Kendari, sultrademo.co – Gubernur Sulawesi Tenggara (Sultra) Ali Mazi meminta agar tim penggerak Pemberdayaan dan Kesejahteraan Keluarga (PKK) untuk senantiasa meningkatkan kecerdasan dan kecermatan dalam menganalisis berbagai permasalahan.

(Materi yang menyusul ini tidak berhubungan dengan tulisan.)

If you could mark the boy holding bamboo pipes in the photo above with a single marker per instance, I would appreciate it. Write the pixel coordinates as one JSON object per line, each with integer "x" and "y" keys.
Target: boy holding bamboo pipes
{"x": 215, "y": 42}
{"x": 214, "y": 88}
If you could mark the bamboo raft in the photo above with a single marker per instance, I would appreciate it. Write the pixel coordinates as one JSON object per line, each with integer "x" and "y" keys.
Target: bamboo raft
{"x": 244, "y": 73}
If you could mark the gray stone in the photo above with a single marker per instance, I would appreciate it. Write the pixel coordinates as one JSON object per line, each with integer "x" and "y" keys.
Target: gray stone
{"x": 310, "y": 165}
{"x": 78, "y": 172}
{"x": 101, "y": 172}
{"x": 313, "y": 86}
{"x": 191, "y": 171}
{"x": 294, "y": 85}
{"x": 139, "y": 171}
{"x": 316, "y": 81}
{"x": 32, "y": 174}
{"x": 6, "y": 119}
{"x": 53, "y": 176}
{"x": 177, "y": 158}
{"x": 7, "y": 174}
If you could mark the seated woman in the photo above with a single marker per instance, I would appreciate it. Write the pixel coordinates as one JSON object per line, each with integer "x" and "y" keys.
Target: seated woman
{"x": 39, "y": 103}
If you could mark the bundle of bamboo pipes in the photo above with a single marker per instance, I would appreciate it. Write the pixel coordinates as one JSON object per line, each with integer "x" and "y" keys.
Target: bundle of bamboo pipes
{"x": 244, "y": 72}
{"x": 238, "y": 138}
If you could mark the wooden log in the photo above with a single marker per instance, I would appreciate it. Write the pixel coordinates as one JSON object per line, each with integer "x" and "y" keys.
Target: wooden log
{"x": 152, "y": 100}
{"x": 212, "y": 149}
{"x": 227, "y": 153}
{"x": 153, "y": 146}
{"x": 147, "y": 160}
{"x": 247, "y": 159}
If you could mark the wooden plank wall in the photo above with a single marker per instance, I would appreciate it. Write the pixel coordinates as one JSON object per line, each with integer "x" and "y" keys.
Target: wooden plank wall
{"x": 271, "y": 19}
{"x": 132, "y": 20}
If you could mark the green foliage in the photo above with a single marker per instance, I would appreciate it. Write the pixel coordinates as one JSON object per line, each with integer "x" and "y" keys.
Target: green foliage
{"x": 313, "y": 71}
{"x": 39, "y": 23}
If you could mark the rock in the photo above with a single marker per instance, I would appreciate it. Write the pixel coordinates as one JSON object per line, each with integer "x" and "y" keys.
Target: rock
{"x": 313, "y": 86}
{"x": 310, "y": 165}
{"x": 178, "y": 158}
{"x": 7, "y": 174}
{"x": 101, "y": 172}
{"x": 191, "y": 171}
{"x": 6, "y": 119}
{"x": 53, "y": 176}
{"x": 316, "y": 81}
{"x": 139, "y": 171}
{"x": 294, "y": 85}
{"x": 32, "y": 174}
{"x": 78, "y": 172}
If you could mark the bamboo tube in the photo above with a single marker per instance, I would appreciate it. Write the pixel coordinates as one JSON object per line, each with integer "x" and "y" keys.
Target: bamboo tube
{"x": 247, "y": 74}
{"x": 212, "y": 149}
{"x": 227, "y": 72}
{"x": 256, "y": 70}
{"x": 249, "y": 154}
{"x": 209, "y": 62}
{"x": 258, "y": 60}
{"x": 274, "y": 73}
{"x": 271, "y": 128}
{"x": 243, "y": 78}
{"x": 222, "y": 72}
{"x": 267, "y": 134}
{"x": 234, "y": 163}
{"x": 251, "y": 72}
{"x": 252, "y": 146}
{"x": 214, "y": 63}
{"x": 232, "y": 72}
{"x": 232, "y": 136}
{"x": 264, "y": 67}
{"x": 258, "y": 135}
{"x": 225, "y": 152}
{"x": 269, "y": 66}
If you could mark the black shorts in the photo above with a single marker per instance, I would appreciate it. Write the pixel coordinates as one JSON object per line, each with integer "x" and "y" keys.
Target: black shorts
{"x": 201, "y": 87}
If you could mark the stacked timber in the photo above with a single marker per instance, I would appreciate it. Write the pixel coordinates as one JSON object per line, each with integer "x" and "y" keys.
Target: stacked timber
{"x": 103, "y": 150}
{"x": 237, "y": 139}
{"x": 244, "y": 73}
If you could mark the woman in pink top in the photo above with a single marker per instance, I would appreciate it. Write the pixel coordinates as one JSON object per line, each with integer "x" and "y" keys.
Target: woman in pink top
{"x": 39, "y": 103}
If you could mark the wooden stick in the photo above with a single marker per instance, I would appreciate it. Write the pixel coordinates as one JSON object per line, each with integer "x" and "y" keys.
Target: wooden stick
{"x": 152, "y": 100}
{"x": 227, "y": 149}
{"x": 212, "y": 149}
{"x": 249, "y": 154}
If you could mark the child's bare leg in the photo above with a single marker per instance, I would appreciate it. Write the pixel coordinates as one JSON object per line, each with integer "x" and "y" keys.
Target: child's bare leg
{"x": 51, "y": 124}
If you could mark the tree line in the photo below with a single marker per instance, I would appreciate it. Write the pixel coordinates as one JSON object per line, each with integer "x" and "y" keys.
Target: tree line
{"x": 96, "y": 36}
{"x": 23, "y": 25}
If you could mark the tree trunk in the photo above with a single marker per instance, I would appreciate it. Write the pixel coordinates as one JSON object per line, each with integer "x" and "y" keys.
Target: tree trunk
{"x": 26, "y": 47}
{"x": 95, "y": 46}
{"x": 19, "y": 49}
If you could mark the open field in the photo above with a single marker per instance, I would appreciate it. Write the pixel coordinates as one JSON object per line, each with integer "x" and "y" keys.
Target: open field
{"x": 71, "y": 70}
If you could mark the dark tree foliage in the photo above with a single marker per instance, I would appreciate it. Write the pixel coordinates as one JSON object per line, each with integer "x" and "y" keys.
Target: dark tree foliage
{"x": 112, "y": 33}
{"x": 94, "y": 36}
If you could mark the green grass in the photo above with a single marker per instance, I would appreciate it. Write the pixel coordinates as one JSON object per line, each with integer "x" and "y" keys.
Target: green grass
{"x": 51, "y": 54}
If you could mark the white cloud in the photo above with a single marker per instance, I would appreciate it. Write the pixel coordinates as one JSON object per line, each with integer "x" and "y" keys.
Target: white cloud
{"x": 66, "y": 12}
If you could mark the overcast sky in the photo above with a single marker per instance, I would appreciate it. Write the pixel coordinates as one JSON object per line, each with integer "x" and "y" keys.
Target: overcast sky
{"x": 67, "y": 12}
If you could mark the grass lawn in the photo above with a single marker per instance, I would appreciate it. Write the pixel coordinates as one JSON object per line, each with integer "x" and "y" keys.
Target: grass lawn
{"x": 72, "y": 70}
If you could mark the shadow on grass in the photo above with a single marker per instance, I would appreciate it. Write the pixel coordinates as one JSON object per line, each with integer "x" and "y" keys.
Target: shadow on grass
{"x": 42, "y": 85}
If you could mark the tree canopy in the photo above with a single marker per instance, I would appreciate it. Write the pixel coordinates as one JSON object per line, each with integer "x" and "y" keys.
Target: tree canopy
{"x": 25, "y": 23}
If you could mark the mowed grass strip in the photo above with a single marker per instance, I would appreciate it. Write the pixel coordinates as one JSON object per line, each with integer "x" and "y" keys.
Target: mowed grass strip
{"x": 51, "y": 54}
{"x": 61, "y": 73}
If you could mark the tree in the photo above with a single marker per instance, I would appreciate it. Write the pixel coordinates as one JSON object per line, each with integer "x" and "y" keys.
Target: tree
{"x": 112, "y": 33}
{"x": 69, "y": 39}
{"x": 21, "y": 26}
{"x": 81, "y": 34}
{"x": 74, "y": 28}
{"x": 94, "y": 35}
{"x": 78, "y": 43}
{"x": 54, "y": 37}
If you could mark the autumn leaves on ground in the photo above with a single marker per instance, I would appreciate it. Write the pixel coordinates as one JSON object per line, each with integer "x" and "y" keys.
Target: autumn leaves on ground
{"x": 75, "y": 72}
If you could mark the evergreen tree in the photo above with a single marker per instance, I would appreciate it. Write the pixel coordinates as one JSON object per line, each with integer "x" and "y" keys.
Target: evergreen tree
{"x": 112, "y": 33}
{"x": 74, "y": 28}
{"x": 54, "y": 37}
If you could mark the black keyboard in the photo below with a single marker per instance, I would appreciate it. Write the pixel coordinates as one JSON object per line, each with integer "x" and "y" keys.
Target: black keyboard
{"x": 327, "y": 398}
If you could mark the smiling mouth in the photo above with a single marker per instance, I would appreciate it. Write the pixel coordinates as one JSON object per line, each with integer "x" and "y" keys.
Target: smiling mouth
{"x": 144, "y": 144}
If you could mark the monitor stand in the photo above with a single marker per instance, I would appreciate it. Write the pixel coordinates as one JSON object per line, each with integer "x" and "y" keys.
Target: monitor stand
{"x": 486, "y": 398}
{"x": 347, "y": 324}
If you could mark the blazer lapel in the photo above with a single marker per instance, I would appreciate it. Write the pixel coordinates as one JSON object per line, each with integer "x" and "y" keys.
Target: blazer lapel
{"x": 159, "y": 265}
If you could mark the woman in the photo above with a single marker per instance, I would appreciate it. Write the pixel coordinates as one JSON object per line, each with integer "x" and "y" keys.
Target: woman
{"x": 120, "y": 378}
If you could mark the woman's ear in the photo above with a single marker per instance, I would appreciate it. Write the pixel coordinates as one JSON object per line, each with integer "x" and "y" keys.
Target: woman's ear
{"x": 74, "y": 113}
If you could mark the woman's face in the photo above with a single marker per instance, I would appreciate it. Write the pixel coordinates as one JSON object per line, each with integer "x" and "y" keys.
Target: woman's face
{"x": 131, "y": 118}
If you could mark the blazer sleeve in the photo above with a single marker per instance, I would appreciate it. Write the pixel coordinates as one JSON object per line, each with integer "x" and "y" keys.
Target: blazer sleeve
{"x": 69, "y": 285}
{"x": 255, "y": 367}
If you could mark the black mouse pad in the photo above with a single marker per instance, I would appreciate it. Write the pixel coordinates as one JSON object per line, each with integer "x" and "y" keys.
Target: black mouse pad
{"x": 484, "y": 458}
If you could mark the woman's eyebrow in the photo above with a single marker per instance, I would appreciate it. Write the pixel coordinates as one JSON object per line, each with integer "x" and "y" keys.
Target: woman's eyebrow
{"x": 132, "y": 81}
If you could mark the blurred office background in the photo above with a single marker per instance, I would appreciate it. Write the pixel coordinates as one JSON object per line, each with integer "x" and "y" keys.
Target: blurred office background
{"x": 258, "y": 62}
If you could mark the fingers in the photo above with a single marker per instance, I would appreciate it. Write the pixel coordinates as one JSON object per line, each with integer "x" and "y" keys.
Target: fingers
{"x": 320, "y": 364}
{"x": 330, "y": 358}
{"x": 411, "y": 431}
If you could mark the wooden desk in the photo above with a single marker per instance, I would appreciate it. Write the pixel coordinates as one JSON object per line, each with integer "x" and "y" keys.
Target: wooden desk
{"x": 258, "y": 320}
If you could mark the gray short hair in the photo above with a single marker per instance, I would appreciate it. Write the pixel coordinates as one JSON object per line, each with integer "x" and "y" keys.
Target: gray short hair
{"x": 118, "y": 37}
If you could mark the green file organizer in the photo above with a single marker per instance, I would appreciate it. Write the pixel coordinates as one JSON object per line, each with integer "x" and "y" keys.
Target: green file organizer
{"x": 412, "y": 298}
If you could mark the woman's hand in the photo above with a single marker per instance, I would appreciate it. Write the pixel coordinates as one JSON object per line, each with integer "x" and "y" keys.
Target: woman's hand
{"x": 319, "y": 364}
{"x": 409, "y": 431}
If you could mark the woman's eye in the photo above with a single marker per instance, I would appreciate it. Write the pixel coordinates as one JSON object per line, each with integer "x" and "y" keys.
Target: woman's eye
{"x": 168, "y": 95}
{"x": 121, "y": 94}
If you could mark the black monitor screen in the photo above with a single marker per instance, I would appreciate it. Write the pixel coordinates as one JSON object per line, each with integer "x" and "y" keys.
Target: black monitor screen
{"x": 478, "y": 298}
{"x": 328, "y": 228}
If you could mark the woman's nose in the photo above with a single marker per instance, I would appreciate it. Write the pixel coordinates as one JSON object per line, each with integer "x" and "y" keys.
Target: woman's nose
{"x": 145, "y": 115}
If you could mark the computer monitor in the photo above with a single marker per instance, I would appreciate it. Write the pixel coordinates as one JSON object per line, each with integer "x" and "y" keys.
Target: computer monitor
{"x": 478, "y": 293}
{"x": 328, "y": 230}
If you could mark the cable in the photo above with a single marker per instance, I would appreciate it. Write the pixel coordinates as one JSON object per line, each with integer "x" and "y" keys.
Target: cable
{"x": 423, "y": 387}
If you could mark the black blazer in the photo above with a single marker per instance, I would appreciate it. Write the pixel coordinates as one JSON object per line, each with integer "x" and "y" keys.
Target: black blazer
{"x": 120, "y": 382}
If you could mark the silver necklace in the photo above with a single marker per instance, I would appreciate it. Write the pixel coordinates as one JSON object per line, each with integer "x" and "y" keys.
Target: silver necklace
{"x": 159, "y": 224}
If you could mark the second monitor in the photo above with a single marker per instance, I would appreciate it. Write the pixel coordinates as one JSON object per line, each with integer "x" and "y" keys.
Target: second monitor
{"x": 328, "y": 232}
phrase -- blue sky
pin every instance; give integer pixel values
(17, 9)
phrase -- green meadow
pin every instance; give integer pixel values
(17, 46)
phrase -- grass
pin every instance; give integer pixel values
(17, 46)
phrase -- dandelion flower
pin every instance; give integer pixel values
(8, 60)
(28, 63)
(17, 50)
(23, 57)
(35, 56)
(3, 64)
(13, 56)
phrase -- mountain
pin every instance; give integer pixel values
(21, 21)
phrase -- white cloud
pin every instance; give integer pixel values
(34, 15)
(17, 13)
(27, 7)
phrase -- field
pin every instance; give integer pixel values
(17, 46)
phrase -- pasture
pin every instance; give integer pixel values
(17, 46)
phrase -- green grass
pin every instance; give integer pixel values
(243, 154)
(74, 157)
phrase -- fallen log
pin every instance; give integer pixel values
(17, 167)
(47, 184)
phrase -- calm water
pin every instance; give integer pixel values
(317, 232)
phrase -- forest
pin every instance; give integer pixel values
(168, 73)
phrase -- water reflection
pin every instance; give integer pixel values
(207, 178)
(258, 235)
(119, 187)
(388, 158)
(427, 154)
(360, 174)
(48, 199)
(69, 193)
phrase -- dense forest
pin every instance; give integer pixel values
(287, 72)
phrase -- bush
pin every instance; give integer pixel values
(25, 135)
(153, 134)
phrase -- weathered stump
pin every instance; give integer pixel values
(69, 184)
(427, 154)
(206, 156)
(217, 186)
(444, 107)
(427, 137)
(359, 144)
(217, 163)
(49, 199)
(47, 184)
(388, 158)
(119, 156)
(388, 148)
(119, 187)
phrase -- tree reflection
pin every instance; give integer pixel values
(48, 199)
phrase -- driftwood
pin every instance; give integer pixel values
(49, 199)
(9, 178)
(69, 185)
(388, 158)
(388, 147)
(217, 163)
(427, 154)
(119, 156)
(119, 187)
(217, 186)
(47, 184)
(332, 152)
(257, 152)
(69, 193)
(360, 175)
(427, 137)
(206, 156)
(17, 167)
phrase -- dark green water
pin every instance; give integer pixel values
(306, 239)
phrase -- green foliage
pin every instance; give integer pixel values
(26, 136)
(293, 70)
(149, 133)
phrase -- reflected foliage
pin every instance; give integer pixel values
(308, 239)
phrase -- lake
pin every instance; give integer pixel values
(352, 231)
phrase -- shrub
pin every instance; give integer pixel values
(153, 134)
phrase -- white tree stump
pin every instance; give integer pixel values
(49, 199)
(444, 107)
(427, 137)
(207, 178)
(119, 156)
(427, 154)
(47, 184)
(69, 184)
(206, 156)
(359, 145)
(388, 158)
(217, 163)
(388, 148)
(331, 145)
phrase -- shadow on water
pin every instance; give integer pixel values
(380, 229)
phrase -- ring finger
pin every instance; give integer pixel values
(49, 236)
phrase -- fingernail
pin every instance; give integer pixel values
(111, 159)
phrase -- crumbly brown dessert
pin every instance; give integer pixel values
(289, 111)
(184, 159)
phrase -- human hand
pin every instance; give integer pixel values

“Tim penggerak PKK harus cerdas dan cermat dalam menganalisa berbagai permasalahan, karena dengan kecerdasan akan mampu menjawab tantangan yang dihadapi di masyarakat. Saya berharap dan optimis dengan komitmen yang kuat dari kader-kader PKK akan mampu menjadi garda terdepan,” ujar Ali Mazi saat membuka kegiatan Jambore/Temu Kader PKK Tingkat Provinsi Sulawesi Tenggara, Rabu (12/7/2023).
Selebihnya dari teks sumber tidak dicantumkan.